Menos gente vai querer se fechar numa relação a dois, monogâmica, e mais gente vai querer relações múltiplas
Ela acredita que essas concessões pontuais podem ser um ponto de partida para a não monogamia. “Se um casal já experimentou ficar com outras pessoas, cada um transou com quem quis e deu tudo certo, ambos ficaram bem e confortáveis, eles estão praticamente sendo não monogâmicos. Quer dizer, de repente eles combinaram aquilo como um primeiro passo. E aí vão sendo dados passos intermediários. É uma meia monogamia.”
As regras do jogo: maturidade para lidar
Se, por um lado, esse novo modo de se relacionar parece mais honesto e realista, por outro, ele exige um nível avançado de maturidade e comunicação. Em entrevista a Gama sobre o tema, de 2024, Maria Silvério, jornalista, doutora em antropologia especializada em gênero, sexualidade e relações não monogâmicas e autora do livro “Swing – Eu , Tu…Eles” (Chiado Brasil, 2014), comentou que indica a não monogamia para pessoas com maior estabilidade emocional e mais experiências de vida.
“Requer um nível de amadurecimento, não só pessoal, mas também relacional, para lidar com as complexidades das relações não monogâmicas, senão pode ser uma coisa realmente muito avassaladora e destruidora para o casal”, alerta.
Um casal que decide mudar o status do relacionamento precisa estar na mesma página, como apontou a Gama, em reportagem publicada em 2022 sobre como abrir a relação, a psicóloga e terapeuta de casal Adelita Monteiro, cofundadora do perfil Reflexões & Conexões Não Mono. “É preciso combinar como vai ser essa abertura, se será apenas sexual ou afetiva, se posso me envolver, se vamos só transar com outras pessoas estando os dois juntos etc.”
Há variáveis que não são possíveis de serem controladas [no relacionamento]
Abrir e “ver no que vai dar” raramente é um bom jeito de levar a situação. “Aí chegam os conflitos, os desafios, o ciúme, tudo junto e atropelado”, enumera.

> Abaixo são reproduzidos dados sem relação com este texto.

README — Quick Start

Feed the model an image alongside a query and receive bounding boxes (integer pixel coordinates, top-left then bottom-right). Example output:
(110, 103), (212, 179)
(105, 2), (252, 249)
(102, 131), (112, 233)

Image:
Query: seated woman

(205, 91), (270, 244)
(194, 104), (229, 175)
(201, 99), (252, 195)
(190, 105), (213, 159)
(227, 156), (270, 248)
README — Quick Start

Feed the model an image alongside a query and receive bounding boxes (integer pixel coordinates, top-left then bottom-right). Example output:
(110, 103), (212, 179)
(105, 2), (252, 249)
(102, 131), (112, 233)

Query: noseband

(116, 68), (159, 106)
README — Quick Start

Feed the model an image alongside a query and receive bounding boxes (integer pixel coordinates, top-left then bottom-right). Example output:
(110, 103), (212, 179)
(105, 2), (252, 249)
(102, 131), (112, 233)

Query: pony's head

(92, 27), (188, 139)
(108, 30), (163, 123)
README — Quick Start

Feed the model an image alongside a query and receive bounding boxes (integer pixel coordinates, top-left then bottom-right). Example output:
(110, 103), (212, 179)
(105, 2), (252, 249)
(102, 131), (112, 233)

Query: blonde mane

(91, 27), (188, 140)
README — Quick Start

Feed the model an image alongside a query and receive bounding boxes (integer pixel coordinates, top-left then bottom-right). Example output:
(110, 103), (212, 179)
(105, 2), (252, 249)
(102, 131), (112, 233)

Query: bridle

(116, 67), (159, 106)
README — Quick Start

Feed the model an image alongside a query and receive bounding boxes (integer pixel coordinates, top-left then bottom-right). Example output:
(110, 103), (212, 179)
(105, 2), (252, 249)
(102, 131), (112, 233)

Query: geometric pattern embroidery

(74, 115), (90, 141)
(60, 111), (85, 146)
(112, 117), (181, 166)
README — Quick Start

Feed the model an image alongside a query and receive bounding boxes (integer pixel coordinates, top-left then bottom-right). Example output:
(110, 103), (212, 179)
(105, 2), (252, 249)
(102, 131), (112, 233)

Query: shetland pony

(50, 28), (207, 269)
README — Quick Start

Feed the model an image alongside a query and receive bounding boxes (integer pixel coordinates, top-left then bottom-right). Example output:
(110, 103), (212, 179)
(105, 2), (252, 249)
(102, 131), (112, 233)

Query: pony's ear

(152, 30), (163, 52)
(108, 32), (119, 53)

A profissional ainda atenta para o fato de que o processo nunca sairá exatamente como planejado, por mais que acordos sejam feitos. Mas mesmo assim é importante estabelecer regras, conversar e acolher o outro. “Só não dá para fazer uma lista gigante. Há variáveis que não são possíveis de serem controladas.”
Além disso, o modelo pode ser usado como uma forma de concessão forçada. Há casos em que um parceiro aceita essa flexibilidade apenas para não perder o outro, mas se sente desconfortável, o que pode gerar ressentimentos e, ao invés de fortalecer o relacionamento, acaba por enfraquecê-lo.
Regina Navarro Lins destaca que, muitas vezes, os casais que adotam as neomonogamias acabam mantendo velhos padrões possessivos e controladores. “A ideia de que ‘pode transar, mas não pode beijar’ ou ‘pode ficar, mas não pode dormir de conchinha’ mostra que ainda existe a vontade de regulamentar o desejo do outro. No fundo, os acordos, mesmo que maleáveis, demonstram um controle sobre o outro”, defende.